# Negril.com Message Board Forums > South Coast Message Board >  For lovers of literature and a good time

## Jim-Donna

Copied from Treasurebeach.net


For lovers of literature and a good time, Two Seasons Talking Trees Literary Fiesta is happening on Saturday, February 25, 2012 in Treasure Beach on the grounds of Two Seasons Guest House (www.2seasonsguesthouse.com). Please do visit our blog at www.2seasonsguesthouse.com/blog for details. 

The programme is a a stimulating mix of well-known and new Jamaican writers, who will begin to tell their stories at 10 a.m. The poetic voices of Michael Abrahams, Malachi Smith, Easton Lee, Christine Craig, Monique Morrison, fabian thomas, and Kalilah Enriquez will be joined by folklorist Fern Luecke, novelists Melanie Schwapp, Roland Watson- Grant, Igoni Barrett and non-fiction writer, Mark Thomas. 

Playwright Aston Cooke will give a first reading of his production Jonkanoo Jamboree, which was written especially for Jamaica’s 50th Independence celebrations. 

The focus of the panel discussion is Writing for Children, and panelists are children’s writers Diane Brown, Jean Forbes, Kellie Magnus, and Sharon Martini.

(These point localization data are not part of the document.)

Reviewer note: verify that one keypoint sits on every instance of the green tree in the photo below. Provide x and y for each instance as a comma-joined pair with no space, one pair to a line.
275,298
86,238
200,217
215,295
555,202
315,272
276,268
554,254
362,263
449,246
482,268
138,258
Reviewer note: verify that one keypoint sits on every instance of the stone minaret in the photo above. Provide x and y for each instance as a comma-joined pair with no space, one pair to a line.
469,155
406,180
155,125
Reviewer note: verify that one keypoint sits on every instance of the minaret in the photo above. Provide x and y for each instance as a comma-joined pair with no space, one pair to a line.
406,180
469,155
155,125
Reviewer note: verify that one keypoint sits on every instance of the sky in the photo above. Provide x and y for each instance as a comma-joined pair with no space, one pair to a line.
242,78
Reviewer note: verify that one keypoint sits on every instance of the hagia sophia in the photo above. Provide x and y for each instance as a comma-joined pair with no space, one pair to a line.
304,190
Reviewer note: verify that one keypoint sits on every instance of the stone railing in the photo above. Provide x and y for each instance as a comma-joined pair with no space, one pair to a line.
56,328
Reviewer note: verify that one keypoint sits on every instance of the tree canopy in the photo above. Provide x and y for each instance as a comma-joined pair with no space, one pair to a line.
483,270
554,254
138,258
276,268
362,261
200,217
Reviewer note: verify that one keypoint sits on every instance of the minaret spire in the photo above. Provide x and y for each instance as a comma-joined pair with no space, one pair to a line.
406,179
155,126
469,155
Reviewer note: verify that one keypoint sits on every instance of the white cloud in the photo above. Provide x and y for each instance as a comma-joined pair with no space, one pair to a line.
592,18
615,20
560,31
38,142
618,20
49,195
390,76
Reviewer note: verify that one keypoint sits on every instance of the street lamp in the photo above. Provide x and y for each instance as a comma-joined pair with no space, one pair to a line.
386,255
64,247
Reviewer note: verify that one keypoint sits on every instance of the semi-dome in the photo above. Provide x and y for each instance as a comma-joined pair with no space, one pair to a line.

Suzanne Francis-Brown will be the moderator. 

A children’s programme will run simultaneously through the day managed by Ingrid Blackwood. 

Talking Trees is part of the Treasure Beach Culture Fest 2012, taking place from February 24-26, 2012. 

Warm regards

----------


## jeannieb

I was happy to read this. I know many people were upset when Calabash Festival was cancelled. Any word if it will be re-started or is this it's replacement?

----------


## nige

Hi Jeannie, yep its back  :Smile:  

http://www.calabashfestival.org/2011/index.htm

----------


## jeannieb

Hey Nige. Thanks, I'll pass on the word.

----------


## ackee

Calabash is back for 50th Anniversay Celebration May 2012 ...

----------


## Reggae_Girl98

And still going strong in 2014 !
http://www.calabashfestival.org/2014/schedule.html

----------